24: Mortal Kombat (Arcade, 1992)
Mortal Kombat’s most far-reaching influence is not so much in its visceral, bone-crunching gameplay or convincing (for the time) graphics. It’s in the artwork. The sheer murderous brutality of the deadly bout-ending combos hastened the implementation of the ESRB ratings that now adorn the box art of every videogame sold. There are dozens of Mortal Kombat clones, but none have quite emulated its colossal sales, reportedly over 30m across the series to date.
More after the break...
23: Everquest (PC, 1999)
The huge, persistent, world of Everquest really launched the MMO idea. It’s altogether possible that one day, in the far future, humans will spend as much of their life in a virtual world as they do in the real one. Second Life notwithstanding, it all started here.
The game was launched in 1999 and it has past its peak of popularity now. But in 2002 the imaginary land of Norrath was calculated to be the 77th richest nation on Earth, with a per capita GDP to rival China. Brad McQuaid, Steve Clover, and Bill Trost, the creators of Everquest, had got pretty much everything right: consequently every significant MMO since has operated along more-or-less Everquest lines.

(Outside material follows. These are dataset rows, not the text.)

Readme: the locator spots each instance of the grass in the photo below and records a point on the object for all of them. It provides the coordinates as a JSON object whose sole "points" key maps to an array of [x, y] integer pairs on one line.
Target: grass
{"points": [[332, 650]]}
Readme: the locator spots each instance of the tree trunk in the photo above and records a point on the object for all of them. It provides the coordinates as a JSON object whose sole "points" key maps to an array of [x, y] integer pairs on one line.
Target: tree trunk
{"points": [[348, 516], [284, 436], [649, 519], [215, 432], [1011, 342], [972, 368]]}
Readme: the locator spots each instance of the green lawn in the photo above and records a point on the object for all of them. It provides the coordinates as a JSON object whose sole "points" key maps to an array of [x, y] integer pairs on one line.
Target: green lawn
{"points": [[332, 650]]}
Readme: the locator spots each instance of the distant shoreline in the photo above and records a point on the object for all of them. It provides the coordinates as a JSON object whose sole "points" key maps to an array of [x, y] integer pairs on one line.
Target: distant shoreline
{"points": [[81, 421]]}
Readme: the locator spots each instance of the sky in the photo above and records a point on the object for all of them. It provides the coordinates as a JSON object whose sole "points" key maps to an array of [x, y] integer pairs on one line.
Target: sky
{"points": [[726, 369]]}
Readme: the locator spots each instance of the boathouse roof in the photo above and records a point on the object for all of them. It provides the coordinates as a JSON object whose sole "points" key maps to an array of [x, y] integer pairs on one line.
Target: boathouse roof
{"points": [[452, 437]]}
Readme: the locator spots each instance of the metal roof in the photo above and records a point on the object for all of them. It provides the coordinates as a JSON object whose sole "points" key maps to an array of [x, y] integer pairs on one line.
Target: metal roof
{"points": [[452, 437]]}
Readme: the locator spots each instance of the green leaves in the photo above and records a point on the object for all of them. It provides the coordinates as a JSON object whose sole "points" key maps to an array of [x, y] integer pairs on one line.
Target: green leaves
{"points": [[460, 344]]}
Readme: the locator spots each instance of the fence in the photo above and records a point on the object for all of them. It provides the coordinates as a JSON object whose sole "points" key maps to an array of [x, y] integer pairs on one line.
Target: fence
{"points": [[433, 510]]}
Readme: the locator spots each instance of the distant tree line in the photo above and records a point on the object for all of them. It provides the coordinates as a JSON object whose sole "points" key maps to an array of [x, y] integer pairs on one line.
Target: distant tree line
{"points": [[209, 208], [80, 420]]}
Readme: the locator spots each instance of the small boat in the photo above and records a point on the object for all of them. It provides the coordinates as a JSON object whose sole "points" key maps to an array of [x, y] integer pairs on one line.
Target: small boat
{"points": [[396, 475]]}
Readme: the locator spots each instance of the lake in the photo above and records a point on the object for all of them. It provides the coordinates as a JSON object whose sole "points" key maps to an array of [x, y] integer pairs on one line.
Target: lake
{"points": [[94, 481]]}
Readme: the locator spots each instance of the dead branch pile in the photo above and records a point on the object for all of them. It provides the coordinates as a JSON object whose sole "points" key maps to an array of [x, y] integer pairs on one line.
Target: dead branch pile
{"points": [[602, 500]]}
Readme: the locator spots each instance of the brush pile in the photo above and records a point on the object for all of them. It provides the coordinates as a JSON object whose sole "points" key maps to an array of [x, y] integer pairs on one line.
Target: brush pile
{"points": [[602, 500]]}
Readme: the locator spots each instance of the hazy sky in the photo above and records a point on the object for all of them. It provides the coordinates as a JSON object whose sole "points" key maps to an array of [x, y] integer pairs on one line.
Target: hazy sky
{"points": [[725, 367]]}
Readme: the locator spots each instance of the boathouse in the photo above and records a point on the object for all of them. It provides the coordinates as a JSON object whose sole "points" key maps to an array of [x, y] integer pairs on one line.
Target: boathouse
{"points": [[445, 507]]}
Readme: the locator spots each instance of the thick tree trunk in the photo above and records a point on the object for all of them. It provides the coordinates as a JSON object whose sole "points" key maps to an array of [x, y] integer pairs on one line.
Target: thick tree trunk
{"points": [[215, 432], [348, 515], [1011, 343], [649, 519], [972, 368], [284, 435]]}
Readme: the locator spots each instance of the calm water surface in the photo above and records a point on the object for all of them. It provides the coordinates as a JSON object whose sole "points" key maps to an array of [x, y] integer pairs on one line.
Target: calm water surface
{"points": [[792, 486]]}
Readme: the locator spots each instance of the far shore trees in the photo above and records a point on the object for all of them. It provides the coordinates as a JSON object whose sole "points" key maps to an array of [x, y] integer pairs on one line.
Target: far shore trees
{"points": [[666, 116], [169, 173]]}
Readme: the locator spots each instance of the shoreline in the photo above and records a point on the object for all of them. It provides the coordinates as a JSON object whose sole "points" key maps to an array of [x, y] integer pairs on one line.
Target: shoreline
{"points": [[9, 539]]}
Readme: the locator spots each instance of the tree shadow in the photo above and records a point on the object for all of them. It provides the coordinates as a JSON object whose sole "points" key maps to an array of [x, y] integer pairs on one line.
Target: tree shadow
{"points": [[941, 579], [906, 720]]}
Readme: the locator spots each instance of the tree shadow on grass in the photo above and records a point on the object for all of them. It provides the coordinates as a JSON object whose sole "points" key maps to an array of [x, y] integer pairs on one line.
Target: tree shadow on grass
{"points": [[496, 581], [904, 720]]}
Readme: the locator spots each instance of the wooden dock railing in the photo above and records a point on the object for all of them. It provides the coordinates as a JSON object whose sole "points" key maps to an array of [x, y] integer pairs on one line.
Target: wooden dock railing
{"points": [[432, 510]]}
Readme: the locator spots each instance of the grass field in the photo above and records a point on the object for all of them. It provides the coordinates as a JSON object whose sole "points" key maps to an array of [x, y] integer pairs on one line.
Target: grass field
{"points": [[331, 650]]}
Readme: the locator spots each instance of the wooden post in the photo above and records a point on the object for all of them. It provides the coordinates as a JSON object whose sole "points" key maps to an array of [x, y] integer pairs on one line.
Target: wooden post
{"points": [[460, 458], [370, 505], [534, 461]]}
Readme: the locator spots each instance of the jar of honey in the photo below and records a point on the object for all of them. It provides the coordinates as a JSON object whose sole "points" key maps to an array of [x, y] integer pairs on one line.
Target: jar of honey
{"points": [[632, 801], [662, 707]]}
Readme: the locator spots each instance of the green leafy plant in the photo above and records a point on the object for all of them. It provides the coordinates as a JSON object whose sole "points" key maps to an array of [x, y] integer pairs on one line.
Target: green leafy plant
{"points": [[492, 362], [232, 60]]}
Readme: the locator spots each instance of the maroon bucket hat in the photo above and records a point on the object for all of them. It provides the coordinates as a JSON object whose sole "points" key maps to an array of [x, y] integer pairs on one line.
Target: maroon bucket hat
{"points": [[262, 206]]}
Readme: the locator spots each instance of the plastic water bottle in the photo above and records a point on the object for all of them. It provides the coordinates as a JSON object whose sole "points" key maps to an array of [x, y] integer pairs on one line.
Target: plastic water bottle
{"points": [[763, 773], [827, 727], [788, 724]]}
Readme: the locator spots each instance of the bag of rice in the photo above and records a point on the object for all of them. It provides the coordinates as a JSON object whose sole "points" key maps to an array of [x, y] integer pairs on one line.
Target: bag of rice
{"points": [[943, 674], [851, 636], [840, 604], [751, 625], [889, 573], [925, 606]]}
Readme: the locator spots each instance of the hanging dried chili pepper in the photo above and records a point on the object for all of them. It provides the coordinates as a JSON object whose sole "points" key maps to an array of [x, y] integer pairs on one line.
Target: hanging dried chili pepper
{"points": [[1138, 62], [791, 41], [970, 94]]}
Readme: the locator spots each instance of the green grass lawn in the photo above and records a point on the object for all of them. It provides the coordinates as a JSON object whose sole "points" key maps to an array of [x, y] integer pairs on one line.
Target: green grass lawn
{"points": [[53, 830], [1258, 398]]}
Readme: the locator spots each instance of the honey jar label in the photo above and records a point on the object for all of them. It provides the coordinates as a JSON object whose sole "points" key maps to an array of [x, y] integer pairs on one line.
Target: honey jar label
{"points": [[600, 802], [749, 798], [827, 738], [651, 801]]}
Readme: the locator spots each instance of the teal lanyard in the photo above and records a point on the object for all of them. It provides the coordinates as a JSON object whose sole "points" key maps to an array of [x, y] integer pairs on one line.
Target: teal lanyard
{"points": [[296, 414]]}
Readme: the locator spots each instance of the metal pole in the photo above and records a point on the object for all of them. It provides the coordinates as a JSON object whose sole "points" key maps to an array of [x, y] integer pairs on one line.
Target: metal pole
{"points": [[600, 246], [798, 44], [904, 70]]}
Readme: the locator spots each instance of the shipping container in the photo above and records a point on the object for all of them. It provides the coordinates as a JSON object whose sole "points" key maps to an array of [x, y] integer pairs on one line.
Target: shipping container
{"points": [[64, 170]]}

Banned in Brazil, essentially for being too addictive, the influence of Everquest’s class-based, highly co-operative game structure is almost universal.
22: Resident Evil (PS1, 1996)
Today, with zombies popping up in everything from blockbusters to board games, it’s easy to forget that the shambling brain-munchers haven’t always been this ubiquitous. Alone In The Dark would probably qualify as the first in the ‘survival horror’ genre, but Resident Evil picked up the bloody, rotting ball and carried it over the goal-line.
Originally conceived as a sequel to Capcom’s horror RPG Sweet Home, Resident Evil soon took on an infectious pseudo-life of its own. Its perfectly claustrophobic, spookily-lit environments and unsettling camera angles helped, but it was the borderline-sadistic paucity of ammo and equipment that made Resident Evil the most nerve-fraying game of its era. A total of 20 games and five feature films later, we’re all part-time residents of Raccoon City.
21: Wii Sports (Wii, 2006)
Some of the entries on this list pushed creators or audiences in different directions. But few can lay claim to having been as massive a game-changer as Wii Sports. Over 80 million people bought the cartoony suite of sports simulations that exploited perfectly the Wii’s innovative control system. Along with the Wii Fit game / balance-board bundle Wii Sports redefined the gaming demographic.
Nans and toddlers who would never have been tempted to assault a Covenant base armed with a Magnum and a Gravity Hammer overnight joined the gaming community. Alongside a well-judged ad campaign, gleeful tabloid stories about hapless Dads spearing a poorly-secured remote through 48” plasma screens spread the word of Wii far and wide.